Mike Volpe, chief executive of Boston corporate travel firm Lola.com, said his team expects to see fewer business trips when video is a good substitute, and when the travel time is high compared to the duration of the meeting. That translates to far fewer day trips for a single meeting with a small group of people.
“When you talk about flying across the country for an hour meeting, is that really going to be necessary?” Putnam Investments chief executive Bob Reynolds said. “I do think the pandemic has presented an opportunity and flexibility in the system.”
Fewer short trips might mean fewer one-night stays, though Airbnb cofounder Nate Blecharczyk sees a potential upside: With more companies allowing employees to work from anywhere, more people could travel to the headquarters for longer stretches, such as one week per quarter, for face time with colleagues.
At Logan Airport, passenger traffic has recovered to roughly half of what it was two years ago.
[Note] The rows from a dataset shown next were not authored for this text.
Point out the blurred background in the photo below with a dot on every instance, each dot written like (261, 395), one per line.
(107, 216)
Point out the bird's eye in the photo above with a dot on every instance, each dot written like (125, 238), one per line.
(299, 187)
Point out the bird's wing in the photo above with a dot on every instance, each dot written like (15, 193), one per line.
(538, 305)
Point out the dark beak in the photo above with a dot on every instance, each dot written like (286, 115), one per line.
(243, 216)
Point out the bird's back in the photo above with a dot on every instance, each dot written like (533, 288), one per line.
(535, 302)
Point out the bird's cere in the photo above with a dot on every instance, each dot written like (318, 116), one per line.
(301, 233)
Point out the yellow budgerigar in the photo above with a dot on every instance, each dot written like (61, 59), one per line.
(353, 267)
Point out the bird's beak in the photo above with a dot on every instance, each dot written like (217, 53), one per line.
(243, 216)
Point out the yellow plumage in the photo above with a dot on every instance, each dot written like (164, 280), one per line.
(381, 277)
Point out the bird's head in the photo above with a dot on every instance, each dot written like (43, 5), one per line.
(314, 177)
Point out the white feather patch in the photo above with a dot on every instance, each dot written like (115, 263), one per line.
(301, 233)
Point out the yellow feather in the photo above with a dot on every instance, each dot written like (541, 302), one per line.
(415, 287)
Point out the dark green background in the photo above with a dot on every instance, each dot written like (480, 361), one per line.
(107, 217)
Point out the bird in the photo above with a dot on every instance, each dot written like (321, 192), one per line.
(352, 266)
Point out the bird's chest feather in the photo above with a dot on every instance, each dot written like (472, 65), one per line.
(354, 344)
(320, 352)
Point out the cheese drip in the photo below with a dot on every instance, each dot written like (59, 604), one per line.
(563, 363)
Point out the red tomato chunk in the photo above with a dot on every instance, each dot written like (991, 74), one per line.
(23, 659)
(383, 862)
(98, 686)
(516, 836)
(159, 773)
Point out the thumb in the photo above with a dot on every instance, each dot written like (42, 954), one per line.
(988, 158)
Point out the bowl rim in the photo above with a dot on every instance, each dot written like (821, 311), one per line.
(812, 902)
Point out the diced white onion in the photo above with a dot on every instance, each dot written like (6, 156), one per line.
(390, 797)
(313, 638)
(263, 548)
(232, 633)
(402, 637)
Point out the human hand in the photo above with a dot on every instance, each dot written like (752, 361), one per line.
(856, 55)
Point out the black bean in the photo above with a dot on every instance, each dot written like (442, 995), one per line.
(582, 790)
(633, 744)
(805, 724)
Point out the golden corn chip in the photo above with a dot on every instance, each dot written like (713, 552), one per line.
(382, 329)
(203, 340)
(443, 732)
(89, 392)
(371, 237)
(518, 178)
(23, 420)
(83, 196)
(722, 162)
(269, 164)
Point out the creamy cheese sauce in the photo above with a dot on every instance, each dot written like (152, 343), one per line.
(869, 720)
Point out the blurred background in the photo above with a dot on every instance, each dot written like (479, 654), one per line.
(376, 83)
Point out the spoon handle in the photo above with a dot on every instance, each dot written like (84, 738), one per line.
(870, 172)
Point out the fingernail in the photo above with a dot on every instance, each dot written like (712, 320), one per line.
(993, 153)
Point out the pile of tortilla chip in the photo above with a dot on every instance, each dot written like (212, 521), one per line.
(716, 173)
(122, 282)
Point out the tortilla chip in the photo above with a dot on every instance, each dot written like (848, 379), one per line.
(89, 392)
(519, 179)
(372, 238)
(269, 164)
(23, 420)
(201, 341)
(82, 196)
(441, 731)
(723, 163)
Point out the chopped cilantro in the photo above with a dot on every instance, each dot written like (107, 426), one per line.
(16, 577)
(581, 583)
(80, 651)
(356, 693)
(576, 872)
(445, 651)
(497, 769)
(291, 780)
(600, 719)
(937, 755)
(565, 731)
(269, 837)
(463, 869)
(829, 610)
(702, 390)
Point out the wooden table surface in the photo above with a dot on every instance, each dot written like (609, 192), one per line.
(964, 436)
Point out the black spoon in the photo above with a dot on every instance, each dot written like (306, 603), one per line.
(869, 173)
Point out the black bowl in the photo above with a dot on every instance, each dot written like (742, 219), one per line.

Before the pandemic, corporate travel represented about 40 percent of the airport’s total traffic. Now, it’s in the single digits. And while Massachusetts has lifted COVID restrictions on travel, they remain in place in many countries. As a result, Scottish firm EQ Travel Management expects international travel, for leisure and corporate, might not recover until 2024, although the pace of the vaccination rollout could speed that up. Chief executive Franc Jeffrey hasn’t traveled from Scotland to his Boston office since before the pandemic began, and he remains unsure about when he might return.
Because Boston is a major destination for business travelers, the pace of this recovery will have repercussions for the local hospitality industry and other sectors that benefit from an influx of outsiders’ Amex cards. The volume of weekday hotel bookings has been about one-fourth of what it was in 2019, according to consultancy Pinnacle Advisory Group, which doesn’t see corporate demand recovering fully in the local market until as late as 2024. The Boston Convention & Exhibition Center will host its first big event next month, a cardiology conference set to draw some 7,000 people. However, the convention center authority estimates it could take up to four years for the local convention business to fully recover.
Giant name-brand employers such as Google and Amazon could end up setting the tone, said Martha Sheridan, chief executive of the Greater Boston Convention & Visitors Bureau.
“If they say, we’re ready to send our workforce on the road again, that will send a signal to the smaller companies,” Sheridan said.
Sure, some bosses are itching to hit the road, to catch up with employees and clients face-to-face after a grueling year. Jamie Dimon, chief executive of JPMorgan Chase & Co., said he fully expects to return to his pre-pandemic travel time within two years — in addition to all the obligatory Zoom calls.
“I will do just as much [travel],” Dimon said. “It’s tiring but it’s uplifting, too.”
But Dimon might be in the minority. Many other CEOs don’t expect to ever spend as much time on a plane again. And they’re not complaining about it.
“We used to travel by default,” said Batra, the Waters Corp. chief executive. “We now realize we don’t need to unless there’s a strong need.”